The resource includes a selection of GIFS from Kazzum Arts' animation, ‘Supporting professionals impacted by Trauma


Background
In the last decade, social support has fallen increasingly to civil society. The 'frontline' now includes many people working with the arts and culture - from freelance artists to librarians. As inequalities rise, we know that the people we work with are in increasingly complex and vulnerable positions. The need for support has been exacerbated by a pandemic that has exposed and heightened existing inequalities and therefore the challenges faced by workers in this field.

This resource recognises that the wellbeing of the culture, health and wellbeing workforce and the communities it serves requires a combined and shared effort.

This effort needs to honour individual lived experience and collective trauma, promote equity and recognise individual choice alongside building community and sector resilience.

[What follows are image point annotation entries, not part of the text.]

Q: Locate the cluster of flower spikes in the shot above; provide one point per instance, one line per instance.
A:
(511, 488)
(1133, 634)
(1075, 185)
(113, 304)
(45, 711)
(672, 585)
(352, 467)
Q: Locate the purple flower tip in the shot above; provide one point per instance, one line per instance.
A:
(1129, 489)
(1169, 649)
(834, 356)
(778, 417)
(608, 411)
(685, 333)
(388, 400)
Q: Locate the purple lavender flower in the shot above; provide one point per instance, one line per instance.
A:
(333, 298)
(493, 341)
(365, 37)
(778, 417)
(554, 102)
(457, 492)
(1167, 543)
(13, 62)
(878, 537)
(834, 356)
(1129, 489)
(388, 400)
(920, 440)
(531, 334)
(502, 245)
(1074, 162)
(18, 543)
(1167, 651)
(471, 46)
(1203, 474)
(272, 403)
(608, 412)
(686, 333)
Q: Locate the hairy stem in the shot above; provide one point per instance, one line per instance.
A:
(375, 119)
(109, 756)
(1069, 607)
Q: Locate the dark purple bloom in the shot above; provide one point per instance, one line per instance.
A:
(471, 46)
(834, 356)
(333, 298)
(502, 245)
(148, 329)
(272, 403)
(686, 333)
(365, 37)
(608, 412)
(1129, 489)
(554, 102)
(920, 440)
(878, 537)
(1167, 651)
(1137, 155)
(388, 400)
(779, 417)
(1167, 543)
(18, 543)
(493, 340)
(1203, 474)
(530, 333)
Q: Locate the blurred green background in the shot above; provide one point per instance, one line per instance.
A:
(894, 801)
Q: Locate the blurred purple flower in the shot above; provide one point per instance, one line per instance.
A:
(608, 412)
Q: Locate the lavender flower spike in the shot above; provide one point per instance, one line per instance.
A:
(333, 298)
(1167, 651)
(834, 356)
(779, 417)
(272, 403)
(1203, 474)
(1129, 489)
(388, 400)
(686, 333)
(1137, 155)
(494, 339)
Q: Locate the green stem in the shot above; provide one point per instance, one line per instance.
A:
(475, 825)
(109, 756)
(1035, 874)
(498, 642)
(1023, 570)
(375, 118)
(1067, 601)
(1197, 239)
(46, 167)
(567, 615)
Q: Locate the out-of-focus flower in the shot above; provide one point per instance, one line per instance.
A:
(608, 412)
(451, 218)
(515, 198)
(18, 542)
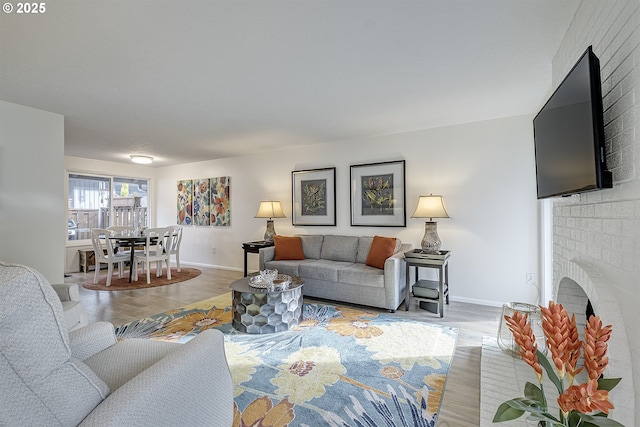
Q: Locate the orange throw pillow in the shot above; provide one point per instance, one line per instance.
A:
(288, 247)
(381, 249)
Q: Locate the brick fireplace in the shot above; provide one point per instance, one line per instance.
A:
(596, 236)
(579, 284)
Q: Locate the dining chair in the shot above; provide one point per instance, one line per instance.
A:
(157, 239)
(175, 245)
(106, 254)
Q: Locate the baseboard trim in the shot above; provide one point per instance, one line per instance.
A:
(478, 301)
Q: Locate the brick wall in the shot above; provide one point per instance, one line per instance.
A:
(596, 236)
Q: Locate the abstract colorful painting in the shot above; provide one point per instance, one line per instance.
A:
(201, 202)
(185, 193)
(221, 201)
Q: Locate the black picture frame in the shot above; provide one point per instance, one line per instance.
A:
(378, 194)
(314, 197)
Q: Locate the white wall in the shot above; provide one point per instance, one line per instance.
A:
(32, 211)
(485, 171)
(602, 229)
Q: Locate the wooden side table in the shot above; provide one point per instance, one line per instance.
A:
(429, 290)
(254, 248)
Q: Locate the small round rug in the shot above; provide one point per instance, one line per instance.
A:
(124, 285)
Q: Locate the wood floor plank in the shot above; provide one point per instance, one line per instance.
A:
(461, 402)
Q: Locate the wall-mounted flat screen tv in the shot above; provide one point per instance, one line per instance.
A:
(569, 134)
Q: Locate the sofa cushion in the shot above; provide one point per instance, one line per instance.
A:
(311, 245)
(41, 380)
(381, 249)
(340, 248)
(322, 269)
(364, 244)
(363, 275)
(288, 248)
(289, 267)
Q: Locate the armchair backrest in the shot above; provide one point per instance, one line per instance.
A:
(177, 238)
(102, 245)
(41, 383)
(159, 240)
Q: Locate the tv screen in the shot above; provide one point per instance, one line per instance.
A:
(569, 134)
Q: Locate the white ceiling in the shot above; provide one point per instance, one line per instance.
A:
(193, 80)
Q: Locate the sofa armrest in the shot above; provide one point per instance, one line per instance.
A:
(197, 369)
(91, 339)
(67, 291)
(395, 276)
(265, 255)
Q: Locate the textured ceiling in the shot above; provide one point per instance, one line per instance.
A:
(190, 80)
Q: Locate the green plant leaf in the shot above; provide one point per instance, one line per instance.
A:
(547, 418)
(524, 404)
(506, 413)
(551, 371)
(608, 383)
(533, 392)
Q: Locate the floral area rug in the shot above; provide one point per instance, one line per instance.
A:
(340, 367)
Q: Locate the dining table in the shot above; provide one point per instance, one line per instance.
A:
(130, 240)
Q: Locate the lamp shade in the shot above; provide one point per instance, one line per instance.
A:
(431, 206)
(269, 209)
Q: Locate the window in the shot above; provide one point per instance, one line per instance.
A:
(93, 204)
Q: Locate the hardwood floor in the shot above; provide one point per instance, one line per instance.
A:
(461, 404)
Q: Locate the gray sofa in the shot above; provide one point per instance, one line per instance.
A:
(334, 268)
(52, 377)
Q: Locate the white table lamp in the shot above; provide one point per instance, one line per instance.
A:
(431, 206)
(269, 209)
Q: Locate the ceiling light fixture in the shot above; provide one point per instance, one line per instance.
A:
(143, 160)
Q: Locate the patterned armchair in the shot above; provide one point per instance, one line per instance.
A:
(85, 377)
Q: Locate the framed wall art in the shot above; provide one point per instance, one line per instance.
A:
(314, 197)
(378, 194)
(201, 201)
(184, 195)
(221, 201)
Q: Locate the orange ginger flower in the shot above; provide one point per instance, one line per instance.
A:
(523, 335)
(585, 398)
(555, 324)
(595, 347)
(574, 350)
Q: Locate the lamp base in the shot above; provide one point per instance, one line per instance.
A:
(271, 231)
(431, 241)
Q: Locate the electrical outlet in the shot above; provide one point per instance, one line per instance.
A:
(530, 279)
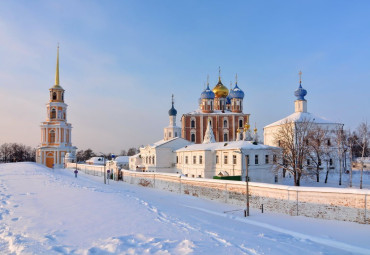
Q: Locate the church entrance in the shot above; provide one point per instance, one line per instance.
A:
(50, 159)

We aim to broaden the definition of practitioner wellbeing to acknowledge the needs of all practitioners in this field, from freelance artists/ consultants to senior leaders, from link workers to volunteers. We are all important parts of the ecology and at the alliance are keen to promote and support initiatives that are working to support all practice.  Our broader aim is to move towards a culture of care that acknowledges that support must be a mutual effort. Commissioners, partners, participants, funders and practitioners all need to be invested in this culture of care for each other.

We believe that practitioner wellbeing also needs to be embedded in to the bigger questions and actions relating to determining quality, nurturing sustainability and driving innovation.